First I ran around Atlanta, freezing (since I had no time to go to storage and retrieve my winter clothes), shopping for ethnic food - both Swedish and Polish... and for American Christmas Day turkey dinner, too.... since my daughter wanted to have all these traditions observed during the holidays.
Both in Poland and Sweden the biggest, most important, traditional feast is a Christmas Eve dinner:
in Poland a "fasting" (here fasting just meaning: no meat) feast of seven ... no, not seven fishes, as is the tradistion in Italy, but seven...or nine... or even twelve different dishes (most of them fish, though), which you begin to consume when a first star is spotted in the sky .

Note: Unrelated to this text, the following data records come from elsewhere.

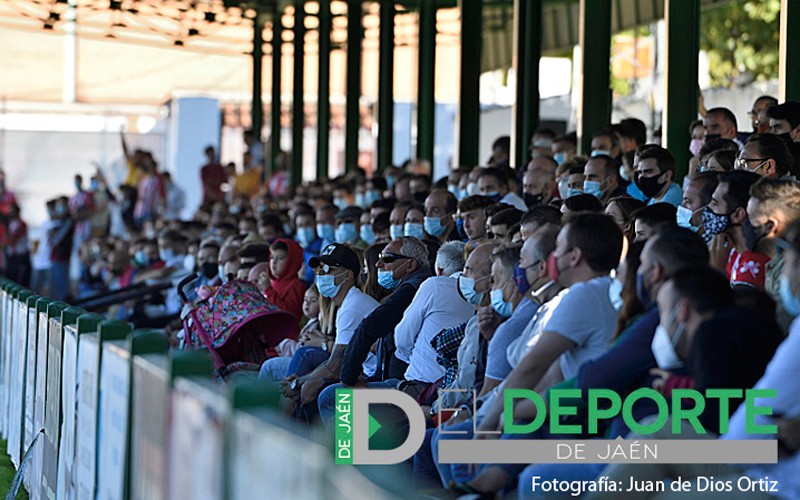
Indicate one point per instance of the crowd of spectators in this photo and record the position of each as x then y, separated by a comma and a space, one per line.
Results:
598, 271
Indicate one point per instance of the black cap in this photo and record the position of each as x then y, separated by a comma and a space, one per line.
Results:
337, 255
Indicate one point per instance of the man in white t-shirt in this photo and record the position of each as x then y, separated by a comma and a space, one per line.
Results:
336, 270
580, 328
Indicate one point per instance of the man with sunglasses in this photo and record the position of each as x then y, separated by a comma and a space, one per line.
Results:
768, 156
402, 267
336, 270
772, 205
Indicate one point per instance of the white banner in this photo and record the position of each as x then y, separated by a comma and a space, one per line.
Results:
113, 430
86, 418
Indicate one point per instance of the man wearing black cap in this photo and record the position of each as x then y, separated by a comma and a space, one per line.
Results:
348, 227
335, 271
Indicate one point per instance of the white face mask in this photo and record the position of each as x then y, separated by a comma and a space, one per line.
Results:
663, 345
615, 294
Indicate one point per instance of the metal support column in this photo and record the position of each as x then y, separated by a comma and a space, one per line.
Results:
323, 96
528, 43
789, 66
275, 105
256, 107
469, 103
355, 35
682, 19
386, 85
594, 110
426, 81
298, 115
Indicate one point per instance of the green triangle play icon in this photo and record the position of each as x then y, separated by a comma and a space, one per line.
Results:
373, 426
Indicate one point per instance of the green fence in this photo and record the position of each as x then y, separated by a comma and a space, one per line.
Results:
111, 413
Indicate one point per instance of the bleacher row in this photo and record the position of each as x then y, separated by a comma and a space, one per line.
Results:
115, 415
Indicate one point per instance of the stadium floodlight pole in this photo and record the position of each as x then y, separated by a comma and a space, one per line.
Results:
323, 89
594, 110
298, 104
469, 102
386, 85
682, 20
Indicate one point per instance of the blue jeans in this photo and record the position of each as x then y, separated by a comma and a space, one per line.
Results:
274, 369
306, 359
327, 398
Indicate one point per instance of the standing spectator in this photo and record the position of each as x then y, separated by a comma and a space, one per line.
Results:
18, 257
150, 195
40, 280
81, 209
212, 176
7, 198
176, 198
59, 239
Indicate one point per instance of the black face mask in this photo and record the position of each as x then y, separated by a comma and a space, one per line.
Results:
209, 269
532, 200
751, 235
650, 186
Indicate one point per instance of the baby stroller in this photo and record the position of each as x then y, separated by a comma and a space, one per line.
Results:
237, 324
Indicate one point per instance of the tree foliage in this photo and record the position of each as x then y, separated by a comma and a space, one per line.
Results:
741, 40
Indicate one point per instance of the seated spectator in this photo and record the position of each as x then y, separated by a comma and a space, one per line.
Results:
501, 223
655, 176
285, 288
337, 270
581, 202
650, 219
601, 175
472, 216
766, 155
621, 209
494, 184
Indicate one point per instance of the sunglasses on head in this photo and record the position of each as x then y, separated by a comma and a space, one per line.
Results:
388, 258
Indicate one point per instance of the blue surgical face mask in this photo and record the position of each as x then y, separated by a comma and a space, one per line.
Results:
414, 229
221, 274
624, 173
434, 227
305, 236
367, 234
326, 231
615, 293
593, 188
684, 218
166, 254
494, 195
573, 192
386, 279
346, 233
790, 301
500, 306
371, 196
396, 231
467, 287
326, 284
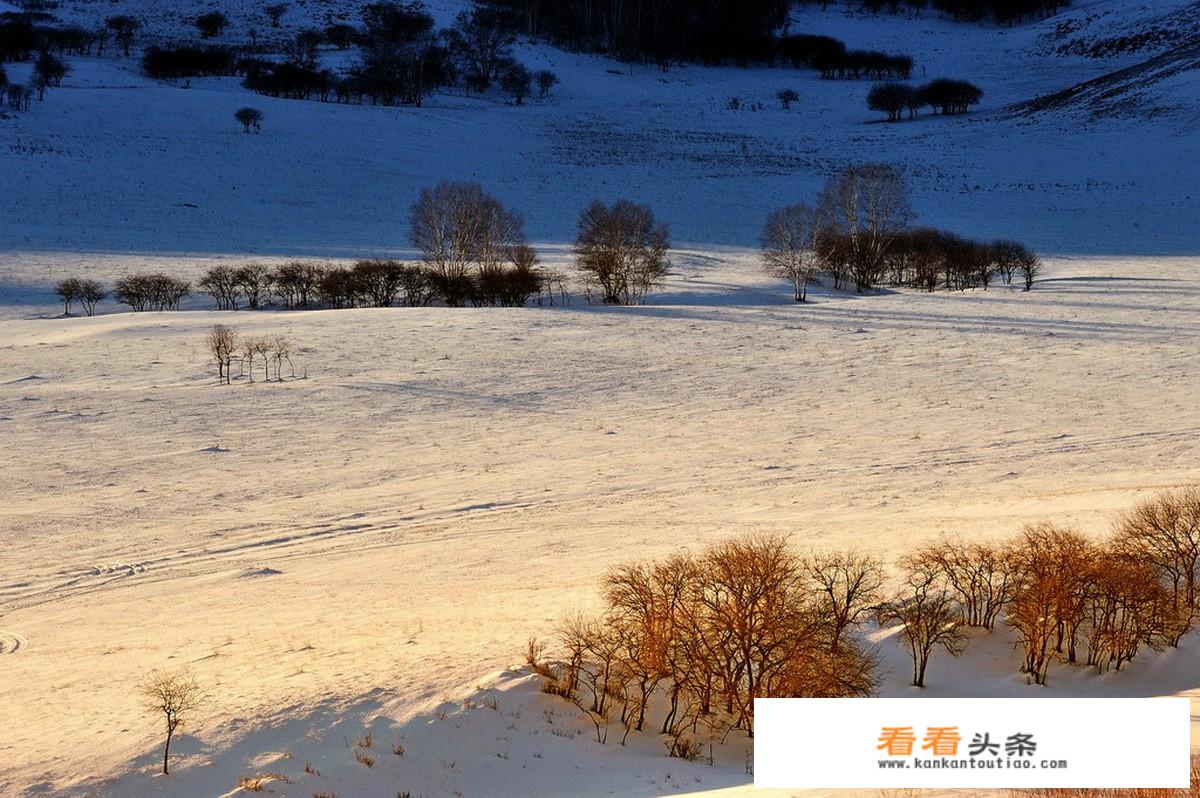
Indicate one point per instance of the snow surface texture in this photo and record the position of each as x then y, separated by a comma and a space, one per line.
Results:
353, 552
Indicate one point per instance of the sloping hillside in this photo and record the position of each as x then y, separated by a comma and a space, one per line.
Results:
336, 180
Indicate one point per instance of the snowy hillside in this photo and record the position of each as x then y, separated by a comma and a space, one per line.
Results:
352, 561
117, 162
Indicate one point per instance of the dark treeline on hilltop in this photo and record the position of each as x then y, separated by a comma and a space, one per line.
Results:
742, 31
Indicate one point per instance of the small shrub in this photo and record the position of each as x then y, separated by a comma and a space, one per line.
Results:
211, 24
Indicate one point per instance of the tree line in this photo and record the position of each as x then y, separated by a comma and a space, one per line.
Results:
942, 95
858, 234
701, 636
1000, 11
22, 39
402, 59
227, 345
473, 251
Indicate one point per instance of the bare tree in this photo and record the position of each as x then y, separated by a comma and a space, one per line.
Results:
222, 285
1030, 265
928, 617
1164, 533
281, 351
982, 576
867, 207
90, 294
481, 42
250, 119
222, 343
459, 227
517, 83
1053, 569
849, 586
623, 250
175, 697
255, 281
546, 81
275, 12
69, 292
379, 280
124, 28
789, 246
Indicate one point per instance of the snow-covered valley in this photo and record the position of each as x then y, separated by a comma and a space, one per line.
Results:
359, 555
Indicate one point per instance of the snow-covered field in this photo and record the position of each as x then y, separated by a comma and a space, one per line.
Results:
367, 550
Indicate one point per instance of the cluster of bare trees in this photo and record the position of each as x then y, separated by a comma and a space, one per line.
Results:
696, 637
622, 250
473, 247
858, 234
403, 58
699, 637
151, 292
227, 346
174, 697
1001, 11
85, 292
942, 95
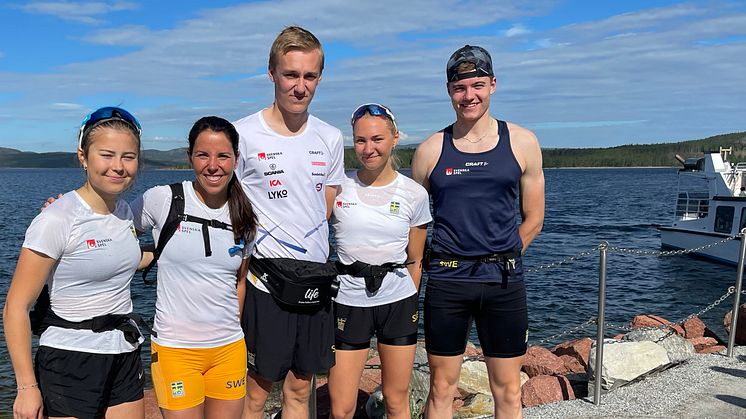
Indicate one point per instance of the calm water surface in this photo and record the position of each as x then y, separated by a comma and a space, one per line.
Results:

Don't worry about what to do, when the sky is overcats: someone will eventually get hungry enough and insist he spotted a star... and everybody will accept that gratefully.
Thus in both Poland and Sweden an overabundance of food, just rather different types of food.Swedish food was far easier to get, thanks to IKEA, which had all sorts of Swedish fare: herrings, crispbreads, cheeses, caviar, Swedish ham, lingonberries, Princess cake...
Polish food was nearly impossible to find in Atlanta, so I finally gave up on most traditional Polish Christmas Eve dishes, except for my daughter's favorite:
...which , however, she'll get first tomorrow, accompanying a pork roast with plums,
not a pan fried fat fish, as Polish Christmas tradition would demand, since that particular kind of fish was not available even in the World Farmers' Market :-(((
I also had to give up on a traditional Polish dessert, which I love:
a poppy seed sufflet with tropical fruit and whipped cream: trying to buy a pound of poppy seeds in Atlanta could get me suspected of attempting to make opium.... not a particularly appealing prospect.